Re: Another view on analysis and ER



paul c schreef:
mAsterdam wrote:
paul c schreef:
mAsterdam wrote:
paul c schreef:
<Nomme, Ans>
<Name, Years>

are different headings.

Yes. However, having multiple headings in one relation
is not part of RM AFAIK. ...

Who said anything about multiple headings in one relation?

I did. It is the way I labelled:

>>> <Nomme, Ans>
>>> <Name, Years>

... appearantly not something you intended.
Why not - or, better: what are they?

Oh, it was you, was it? Whew, that was a close one.

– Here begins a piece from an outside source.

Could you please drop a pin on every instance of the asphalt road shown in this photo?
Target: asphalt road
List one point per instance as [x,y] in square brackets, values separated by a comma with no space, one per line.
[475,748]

Maybe I misled with the tilted carets or whatever they're called and should have used braces, also by abbreviating them without type names, which seems common whenever the purpose isn't affected.

Explicit types do not reduce the number of headers.

Anyway, I suppose there might not be anything theoretically wrong with an rdbms that allowed multi-lingual headings, so that the Frenchman could pretend the db was using his lingo and the Englishman his, although they might get up to more hijinks whenever RENAME came into play than those two nationalities ever did in the last 900 years.

If you insist on such a thing, I hope you'll call them some kind of alias as I think there is already more than enough multi-lingual false correctness in the world.

Please do not attribute your invention to me just because
I labelled it.

This seems like a good place to completely re-quote your claim.

No need, the RM already is language-neutral, eg.,

<John,33>
<Johan,33>
<Jaan,33>

are different, not the same.

Same goes for headings:

<Nomme, Ans>
<Name, Years>

are different headings.

I read your example as having multiple headings to one relation -
which is outside the RM as I know it. You prefer to call them aliases?
If so: aliases of what?

As the Mott's Clamato man said, why stop there? Might as well have multi-lingual aliases for relation and relvar names too. What the heck, do similar for values in tuples.

Making the values in tuples language-neutral makes sense if the
people sharing the data do not share a language.

Exposure: Where I live most people have to learn at least
two foreign languages (English and one of French and German).

For a while, the effect might be drastically deleterious for update performance, but eventually an optimization theory might appear. So typical of the IT world to optimize the tool rather than the problem. The DB world being so over-endowed with clarity, I guess adding a good dose of obscurity can't hurt it either!

(Just my not too blunt way of doing my bit and helping us all yet again that explaining analysis and design is harder than doing it.)